A new data set based on household surveys shows that unemployment is largely a feature of advanced economies, particularly for low-skill workers

Studies of differences in average unemployment rates across countries have focused almost entirely on comparisons between Western Europe and the US. This is for good reason, of course, as Europe-US unemployment gaps are well known to be large and persistent. Countries like Spain and Ireland have had unemployment rates north of 12% for decades running, while the US has averaged around 6% since the end of World War II (e.g. Nickell 1997).

The gap between rich and poor countries 

By contrast, systematic comparisons of average unemployment rates between rich countries and poor countries are largely absent from the literature. There is little mystery about why this is: there is simply very little internationally comparable unemployment data outside the world’s advanced economies. As a result, claims about unemployment in poorer countries are all over the map, with some studies finding that the highest unemployment rates in the world are in Sub-Saharan Africa, at around 30% per year (World Bank 2004), while others posit that unemployment is almost non-existent in developing countries, since people there are too poor to have the luxury of not working (Fields 2004, Squire 1981).

A new data set

In our paper (Feng et al. 2018), we contribute to the study of unemployment by building a data set of average unemployment rates covering 84 countries of all income levels.  To address the issue of data comparability, we intentionally bypass existing data banks, such as those of the ILO, and build our own measures of unemployment from the ground up using household survey data. We draw on 199 nationally representative household surveys conducted in various recent years (but mostly between 2000 and 2010). Importantly, our data cover not just the rich countries of the world, but many poor nations, including a dozen from sub-Saharan Africa and many more from the middle of the world income distribution.
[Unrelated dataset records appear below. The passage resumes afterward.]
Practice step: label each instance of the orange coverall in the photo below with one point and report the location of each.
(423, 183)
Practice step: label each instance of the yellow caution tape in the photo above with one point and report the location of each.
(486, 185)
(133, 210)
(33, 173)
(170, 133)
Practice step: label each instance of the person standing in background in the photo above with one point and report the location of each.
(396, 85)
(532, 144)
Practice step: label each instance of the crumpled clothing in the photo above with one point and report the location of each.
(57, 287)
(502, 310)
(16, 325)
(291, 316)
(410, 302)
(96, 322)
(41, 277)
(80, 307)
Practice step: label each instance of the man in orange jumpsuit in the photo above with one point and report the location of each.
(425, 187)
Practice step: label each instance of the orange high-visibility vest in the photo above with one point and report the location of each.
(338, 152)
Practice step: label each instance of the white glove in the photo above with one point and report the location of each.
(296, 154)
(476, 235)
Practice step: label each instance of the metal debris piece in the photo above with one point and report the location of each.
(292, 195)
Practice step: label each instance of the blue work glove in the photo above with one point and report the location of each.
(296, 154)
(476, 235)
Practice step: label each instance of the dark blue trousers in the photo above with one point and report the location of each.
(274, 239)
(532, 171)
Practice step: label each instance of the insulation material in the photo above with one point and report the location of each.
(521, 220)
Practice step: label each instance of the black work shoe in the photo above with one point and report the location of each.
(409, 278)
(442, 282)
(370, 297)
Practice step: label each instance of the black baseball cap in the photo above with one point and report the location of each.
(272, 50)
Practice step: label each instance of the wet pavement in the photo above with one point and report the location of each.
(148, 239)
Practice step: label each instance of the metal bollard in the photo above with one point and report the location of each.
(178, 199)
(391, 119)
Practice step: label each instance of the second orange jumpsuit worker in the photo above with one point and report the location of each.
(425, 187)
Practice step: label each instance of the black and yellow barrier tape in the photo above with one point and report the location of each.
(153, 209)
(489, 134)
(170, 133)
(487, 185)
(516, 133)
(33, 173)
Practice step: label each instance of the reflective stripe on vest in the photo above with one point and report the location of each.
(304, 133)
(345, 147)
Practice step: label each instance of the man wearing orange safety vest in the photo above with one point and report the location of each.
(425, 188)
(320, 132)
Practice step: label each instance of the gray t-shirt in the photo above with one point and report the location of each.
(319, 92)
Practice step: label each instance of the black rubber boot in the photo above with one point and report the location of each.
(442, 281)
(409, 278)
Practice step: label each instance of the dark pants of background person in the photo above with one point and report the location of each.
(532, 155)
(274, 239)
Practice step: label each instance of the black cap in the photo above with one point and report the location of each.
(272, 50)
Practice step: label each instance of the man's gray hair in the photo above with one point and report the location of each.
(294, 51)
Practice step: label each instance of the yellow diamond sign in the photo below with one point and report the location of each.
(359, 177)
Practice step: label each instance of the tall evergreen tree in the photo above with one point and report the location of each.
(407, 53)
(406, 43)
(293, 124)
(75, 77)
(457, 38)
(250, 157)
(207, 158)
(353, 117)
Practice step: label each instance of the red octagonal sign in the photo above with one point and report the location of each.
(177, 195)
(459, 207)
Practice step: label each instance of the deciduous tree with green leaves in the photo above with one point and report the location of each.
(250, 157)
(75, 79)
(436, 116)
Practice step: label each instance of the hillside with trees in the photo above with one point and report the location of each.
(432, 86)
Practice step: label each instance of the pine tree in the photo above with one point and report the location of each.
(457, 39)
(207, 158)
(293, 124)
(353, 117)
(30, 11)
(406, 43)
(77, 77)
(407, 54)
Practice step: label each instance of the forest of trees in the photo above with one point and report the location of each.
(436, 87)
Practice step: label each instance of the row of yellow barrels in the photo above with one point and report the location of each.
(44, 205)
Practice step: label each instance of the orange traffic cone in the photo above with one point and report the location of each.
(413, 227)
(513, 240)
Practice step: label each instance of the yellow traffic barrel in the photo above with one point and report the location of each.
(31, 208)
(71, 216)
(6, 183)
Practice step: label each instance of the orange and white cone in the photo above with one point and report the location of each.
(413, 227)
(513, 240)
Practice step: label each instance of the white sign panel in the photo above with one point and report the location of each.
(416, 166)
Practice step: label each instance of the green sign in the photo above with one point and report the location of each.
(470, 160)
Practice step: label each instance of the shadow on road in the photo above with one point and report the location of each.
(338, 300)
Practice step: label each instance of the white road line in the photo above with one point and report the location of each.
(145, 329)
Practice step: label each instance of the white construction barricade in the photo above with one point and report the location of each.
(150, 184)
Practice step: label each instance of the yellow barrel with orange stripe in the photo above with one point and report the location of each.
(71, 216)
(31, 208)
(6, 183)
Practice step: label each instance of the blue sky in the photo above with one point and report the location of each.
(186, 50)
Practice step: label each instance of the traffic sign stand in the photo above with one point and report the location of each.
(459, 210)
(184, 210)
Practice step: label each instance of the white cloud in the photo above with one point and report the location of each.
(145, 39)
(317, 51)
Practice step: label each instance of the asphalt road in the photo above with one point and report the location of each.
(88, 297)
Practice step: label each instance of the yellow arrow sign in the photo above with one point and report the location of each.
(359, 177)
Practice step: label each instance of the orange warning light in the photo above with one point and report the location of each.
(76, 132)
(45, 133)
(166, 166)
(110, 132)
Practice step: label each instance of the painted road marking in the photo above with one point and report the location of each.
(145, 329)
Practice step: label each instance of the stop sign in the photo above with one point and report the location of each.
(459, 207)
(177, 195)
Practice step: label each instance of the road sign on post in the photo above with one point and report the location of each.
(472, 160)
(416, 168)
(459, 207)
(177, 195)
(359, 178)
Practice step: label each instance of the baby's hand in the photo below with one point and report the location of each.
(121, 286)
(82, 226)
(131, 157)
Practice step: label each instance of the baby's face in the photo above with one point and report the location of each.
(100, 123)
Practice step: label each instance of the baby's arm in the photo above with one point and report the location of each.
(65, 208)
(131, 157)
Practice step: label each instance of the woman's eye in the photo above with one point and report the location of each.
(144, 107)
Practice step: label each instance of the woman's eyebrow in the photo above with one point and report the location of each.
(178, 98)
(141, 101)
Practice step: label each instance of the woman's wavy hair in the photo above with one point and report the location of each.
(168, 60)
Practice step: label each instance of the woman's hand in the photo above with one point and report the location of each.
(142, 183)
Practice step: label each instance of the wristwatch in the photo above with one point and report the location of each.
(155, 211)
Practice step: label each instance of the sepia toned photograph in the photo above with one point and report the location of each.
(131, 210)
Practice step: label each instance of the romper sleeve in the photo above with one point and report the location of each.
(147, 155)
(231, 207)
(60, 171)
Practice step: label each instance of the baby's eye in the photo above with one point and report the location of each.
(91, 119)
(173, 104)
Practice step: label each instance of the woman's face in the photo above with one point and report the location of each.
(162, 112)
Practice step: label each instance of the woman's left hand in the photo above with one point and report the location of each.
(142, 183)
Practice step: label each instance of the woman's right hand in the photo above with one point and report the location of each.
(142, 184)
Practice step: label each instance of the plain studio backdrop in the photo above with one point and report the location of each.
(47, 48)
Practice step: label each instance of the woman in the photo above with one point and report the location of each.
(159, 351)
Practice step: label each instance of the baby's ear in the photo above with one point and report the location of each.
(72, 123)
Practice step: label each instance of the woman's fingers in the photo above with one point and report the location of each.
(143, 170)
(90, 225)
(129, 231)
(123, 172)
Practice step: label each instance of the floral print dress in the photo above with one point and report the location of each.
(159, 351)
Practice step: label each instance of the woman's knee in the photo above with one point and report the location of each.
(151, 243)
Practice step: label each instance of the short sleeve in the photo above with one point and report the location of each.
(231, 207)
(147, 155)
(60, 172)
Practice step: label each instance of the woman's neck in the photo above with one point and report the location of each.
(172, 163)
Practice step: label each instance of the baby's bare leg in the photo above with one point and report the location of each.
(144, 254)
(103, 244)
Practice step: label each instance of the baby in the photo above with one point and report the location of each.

Our household surveys allow us to measure unemployment in more or less the same way across countries. In particular, we draw on two basic questions in the surveys: 

  1. whether the respondent is currently working, and
  2. whether the worker is searching for work. 

We define work as wage employment, self-employment, and unpaid work in a family farm or business. We exclude those doing home production of services like cooking, cleaning, and childcare. Our search measures cover job search activity in some recent period, like the last week (in our preferred metrics). We compute unemployment rates in each survey as the number of adults not working but searching for work / (number working + those not working and searching). We then average over all surveys for each county in our data.

Our results 

What we find is that average unemployment rates are in fact substantially lower in poor countries than in rich countries. In the poorest quartile of the world income distribution, unemployment averages around 2.5%, while in the richest quartile, around 8% of the labour force is unemployed on average. Interestingly, we find that the higher unemployment rates of richer economies hold for workers of all ages, for men and women separately, and within both urban and rural areas. Thus, our data suggest that unemployment is largely a rich-country phenomenon, rather than a feature of underdevelopment. 

Why are unemployment rates lower in poorer economies? 

Our answer to this question is guided largely by our findings for unemployment rates by education level. Surprisingly (to us anyway), the data show that unemployment rates for the more educated (proxied by those with secondary school education or more) have almost no trend in GDP per capita. In contrast, unemployment rates for the less educated are very sharply increasing in GDP per capita. These two facts together account for virtually the entire pattern of aggregate unemployment rates by country income level. They also imply that the ratio of unemployment for the less to more educated is increasing in income level.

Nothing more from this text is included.